2022年10月14日金曜日
俳句の勉強 51 音便のいろいろ
頭が痛くなる文語文法シリーズです。今回は、動詞の音便(おんびん)の話。
毎度のことながら、そもそも音便って何? 多分、古文の授業で聞いているとは思いますが、まったく記憶にない(木村先生ごめんなさい)。
発音上の便宜から、本来の活用にない音に変化する現象を音便と呼びます。例えば「花が咲いて・・・」の場合、本来なら「花が咲きて・・・」なんですが、「き」を「い」に置き換えて使うのが一般的になっています。
動詞の音便は、1. イ音便、2. ウ音便、3. 撥音便(ンに変化)、4. 促音便(ッに変化)の4種類で、これはもう覚えるしかない。原則は、
カ行・ガ行の四段動詞はイ音便
ハ行の四段動詞はウ音便
バ行・マ行の四段動詞、ナ変動詞は撥音便
タ行・ハ行・ラ行の四段動詞、ラ変動詞は促音便
音便を使うか使わないかは自由ですので、声に出して読んだ時の調子によって選択してかまいません。
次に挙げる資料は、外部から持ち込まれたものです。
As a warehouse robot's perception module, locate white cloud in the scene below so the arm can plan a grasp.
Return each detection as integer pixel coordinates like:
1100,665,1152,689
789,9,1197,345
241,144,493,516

というだけのことなんですが、具体的な例をみましょう。
霧吹いて螢籠より火の雫 鷹羽狩行
籠の中の蛍に向かって霧を吹いたら、蛍の光によってまるで火の粉が散ったようだということ。「吹いて」がイ音便です。本来は「吹きて」になるところですが、音便を使うと調子が柔らかくなってこの句では合っているように思います。
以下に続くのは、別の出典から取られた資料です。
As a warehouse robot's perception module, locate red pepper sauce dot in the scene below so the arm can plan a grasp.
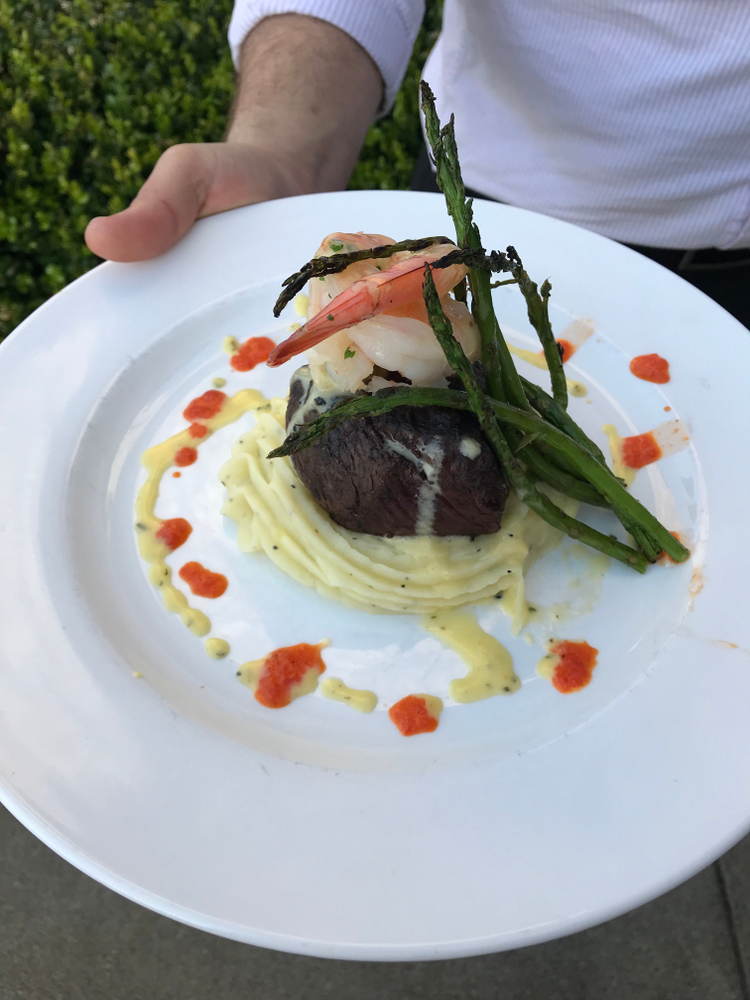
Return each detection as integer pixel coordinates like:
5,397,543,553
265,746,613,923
388,694,438,736
550,639,599,694
182,389,227,422
557,340,576,364
180,562,229,597
622,431,662,469
229,337,276,372
156,517,193,552
174,448,198,467
255,642,326,708
630,354,669,385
注意しないといけないのは、この場合は音便のイなので、旧字の「ゐ」を使ってはいけないということ。ついつい文語を意識しすぎると、やってしまいそうな間違いです。
もの言うて歯が美しや桃の花 森澄雄
話すと美しい歯が見えるのは、おそらく桃の花ように艶やかなお嬢さんなんでしょうか。ここでは、本来なら「言ひて」ですが、ウ音便が使われて「言うて」に変化。これも、音便を使った方が柔らかい印象を与えます。
飛魚とんで玄海の紺したたらす 片山由美子
玄界灘では、秋になると五島列島を中心にトビウオ漁が盛んです。海から飛び出したトビウオが、深い紺色の海水を滴らすというダイナミックな映像です。「飛んで」が、本来は「飛びて」となるところを撥音便に変化しています。
枝打って斜めに飛びし実梅かな 岸本尚毅
枝をはたいたら、梅の実が斜めに飛んで行ったようです。ここでは「打ちて」となるべきところを、促音便を使い「打って」になりました。「ッ」の方が、実がパッと飛んだ感じが出ますね。
ためらひつ日記を買ってしまひけり 鈴木良戈
年末が近づくと来年の日記をつけるために新しいものを買うわけですが、書き続けられるか自信があれませんということ。ここでは「買って」が「買ふ」の促音便になっています。この動詞はウ音便もあって「買うて」も正解。連用形の「買ひ」に助詞の「て」をつなげて「買ひて」という使い方もあります。
あー、また何だかややっこしくてわからなくなってきました。